Potential limitations to this study include: reaching adequate recruitment in this patient population, as it has been highlighted that researchers can be reluctant to recruit elderly patients to randomised controlled trials [24]; and ensuring a range of severity of CSDH patients are included, as the more severely unwell patients will be unable to consent for themselves and NOK consent may be perceived as a barrier to recruitment if they are not immediately available. To help overcome this, IHP consent is an option and we hope this will be utilised to ensure broad inclusion of appropriate patients. Finally, as this study is limited to the UK, it may be questioned how applicable it is to other populations; however, we have sought to recruit centres covering a diverse range of patient demographics and therefore envisage the results will still be widely applicable.

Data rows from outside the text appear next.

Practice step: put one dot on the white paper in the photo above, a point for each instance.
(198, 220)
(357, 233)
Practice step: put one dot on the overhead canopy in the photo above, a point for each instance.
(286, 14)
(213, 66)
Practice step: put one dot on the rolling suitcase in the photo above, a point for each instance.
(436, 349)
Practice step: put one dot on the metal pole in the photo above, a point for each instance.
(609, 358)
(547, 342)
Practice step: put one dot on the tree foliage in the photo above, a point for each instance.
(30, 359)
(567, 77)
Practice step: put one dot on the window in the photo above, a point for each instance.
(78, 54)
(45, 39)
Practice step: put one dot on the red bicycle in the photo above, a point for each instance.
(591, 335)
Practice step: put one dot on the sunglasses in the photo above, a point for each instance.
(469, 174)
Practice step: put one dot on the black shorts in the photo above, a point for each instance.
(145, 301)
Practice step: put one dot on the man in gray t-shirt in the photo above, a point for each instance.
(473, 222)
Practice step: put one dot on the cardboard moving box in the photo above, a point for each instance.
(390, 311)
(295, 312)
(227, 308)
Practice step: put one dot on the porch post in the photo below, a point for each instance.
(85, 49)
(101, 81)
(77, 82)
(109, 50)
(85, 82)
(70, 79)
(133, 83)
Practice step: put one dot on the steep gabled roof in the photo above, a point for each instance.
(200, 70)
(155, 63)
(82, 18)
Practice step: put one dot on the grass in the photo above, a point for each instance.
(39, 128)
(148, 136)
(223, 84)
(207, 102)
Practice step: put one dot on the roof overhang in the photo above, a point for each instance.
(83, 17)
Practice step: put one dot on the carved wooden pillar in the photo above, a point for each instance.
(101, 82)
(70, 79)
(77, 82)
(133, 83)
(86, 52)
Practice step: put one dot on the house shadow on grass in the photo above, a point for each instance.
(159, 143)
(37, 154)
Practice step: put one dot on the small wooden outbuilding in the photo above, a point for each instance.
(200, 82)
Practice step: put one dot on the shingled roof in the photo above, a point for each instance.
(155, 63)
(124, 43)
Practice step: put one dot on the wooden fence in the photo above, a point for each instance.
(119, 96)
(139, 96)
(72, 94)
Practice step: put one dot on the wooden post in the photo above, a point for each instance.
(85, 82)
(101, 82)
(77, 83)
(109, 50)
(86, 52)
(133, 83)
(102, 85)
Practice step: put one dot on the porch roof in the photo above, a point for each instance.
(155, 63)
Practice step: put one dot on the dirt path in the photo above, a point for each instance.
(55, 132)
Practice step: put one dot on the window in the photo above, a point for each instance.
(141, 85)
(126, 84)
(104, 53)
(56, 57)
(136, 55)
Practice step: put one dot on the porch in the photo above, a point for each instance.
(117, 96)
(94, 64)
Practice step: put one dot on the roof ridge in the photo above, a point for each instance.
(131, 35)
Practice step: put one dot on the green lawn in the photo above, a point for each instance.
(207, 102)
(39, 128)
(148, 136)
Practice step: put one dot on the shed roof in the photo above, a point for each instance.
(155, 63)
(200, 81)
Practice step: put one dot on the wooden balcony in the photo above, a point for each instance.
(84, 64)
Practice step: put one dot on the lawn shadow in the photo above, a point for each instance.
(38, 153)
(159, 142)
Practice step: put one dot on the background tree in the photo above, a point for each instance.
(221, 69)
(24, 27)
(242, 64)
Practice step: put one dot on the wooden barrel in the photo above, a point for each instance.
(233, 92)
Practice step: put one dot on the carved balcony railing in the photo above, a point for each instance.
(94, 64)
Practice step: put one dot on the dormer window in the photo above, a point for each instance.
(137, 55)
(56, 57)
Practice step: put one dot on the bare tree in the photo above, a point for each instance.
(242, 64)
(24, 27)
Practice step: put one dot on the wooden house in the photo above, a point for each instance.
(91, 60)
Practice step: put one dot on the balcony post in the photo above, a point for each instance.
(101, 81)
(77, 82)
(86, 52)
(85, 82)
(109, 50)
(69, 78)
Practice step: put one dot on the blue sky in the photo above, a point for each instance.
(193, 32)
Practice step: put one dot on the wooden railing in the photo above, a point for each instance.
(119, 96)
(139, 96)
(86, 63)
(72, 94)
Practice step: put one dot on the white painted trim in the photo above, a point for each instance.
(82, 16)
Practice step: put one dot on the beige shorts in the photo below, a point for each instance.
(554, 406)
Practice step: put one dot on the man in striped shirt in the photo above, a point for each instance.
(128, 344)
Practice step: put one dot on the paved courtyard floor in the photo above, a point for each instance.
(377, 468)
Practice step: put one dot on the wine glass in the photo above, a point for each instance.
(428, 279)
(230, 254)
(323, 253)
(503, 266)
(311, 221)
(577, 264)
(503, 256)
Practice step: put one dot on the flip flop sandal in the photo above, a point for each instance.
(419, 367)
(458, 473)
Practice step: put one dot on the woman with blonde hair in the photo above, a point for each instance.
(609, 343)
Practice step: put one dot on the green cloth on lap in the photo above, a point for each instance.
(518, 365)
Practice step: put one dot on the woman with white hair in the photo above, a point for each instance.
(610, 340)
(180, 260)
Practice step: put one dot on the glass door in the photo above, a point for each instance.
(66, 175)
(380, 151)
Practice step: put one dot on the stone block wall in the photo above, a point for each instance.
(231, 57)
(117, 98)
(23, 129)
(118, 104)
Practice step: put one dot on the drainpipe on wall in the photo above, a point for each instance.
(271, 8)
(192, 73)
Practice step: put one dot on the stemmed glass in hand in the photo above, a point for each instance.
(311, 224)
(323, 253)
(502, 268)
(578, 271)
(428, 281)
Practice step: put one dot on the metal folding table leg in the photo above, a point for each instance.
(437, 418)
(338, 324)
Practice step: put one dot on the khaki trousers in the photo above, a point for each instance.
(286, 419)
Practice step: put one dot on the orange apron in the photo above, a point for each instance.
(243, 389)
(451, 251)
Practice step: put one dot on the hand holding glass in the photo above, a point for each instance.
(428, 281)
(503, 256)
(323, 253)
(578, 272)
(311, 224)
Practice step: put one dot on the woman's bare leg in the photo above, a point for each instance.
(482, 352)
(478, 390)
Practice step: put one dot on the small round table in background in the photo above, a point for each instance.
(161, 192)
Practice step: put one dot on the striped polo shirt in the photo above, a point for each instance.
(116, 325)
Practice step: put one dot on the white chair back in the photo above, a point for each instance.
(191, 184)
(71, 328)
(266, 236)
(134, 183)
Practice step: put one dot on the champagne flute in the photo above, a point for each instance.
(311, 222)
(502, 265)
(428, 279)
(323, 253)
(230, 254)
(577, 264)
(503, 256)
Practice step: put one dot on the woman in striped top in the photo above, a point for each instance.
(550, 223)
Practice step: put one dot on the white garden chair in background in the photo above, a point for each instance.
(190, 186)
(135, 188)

The trial has successfully completed its feasibility phase of the first 100 patients and is now into the final phase of recruitment in 22 neurosurgical centres throughout the UK. Regular review of unblinded safety data is performed by the IDMEC, who have reported no concerns thus far. There is weekly oversight of the trial by a trial management group and biannual TSC meetings. Neurosurgical trainees have also been essential to the ongoing success of the trial through the British Neurosurgical Trainees Research Collaborative (BNTRC). This is a group that was founded in 2012 with the aim of encouraging high-quality multi-centre research within UK neurosurgery [25]. It promotes the structure where there is a trainee co-principle investigator (Co-PI) at each centre, helping oversee local site management and recruitment alongside the PI and research nurse team. The Dex-CSDH trial offers a model of how multi-centre trials can be successful in the UK with support from the wider neurosurgical community, including trainee collaboration.

Trial status

Recruitment commenced on 13 August 2015 and is ongoing under protocol version 3 (27 Apr 2017) with 630 patients recruited as of 25 June 2018 across 22 UK sites. The protocol was written in line with the SPIRIT guidelines (see Additional file 1).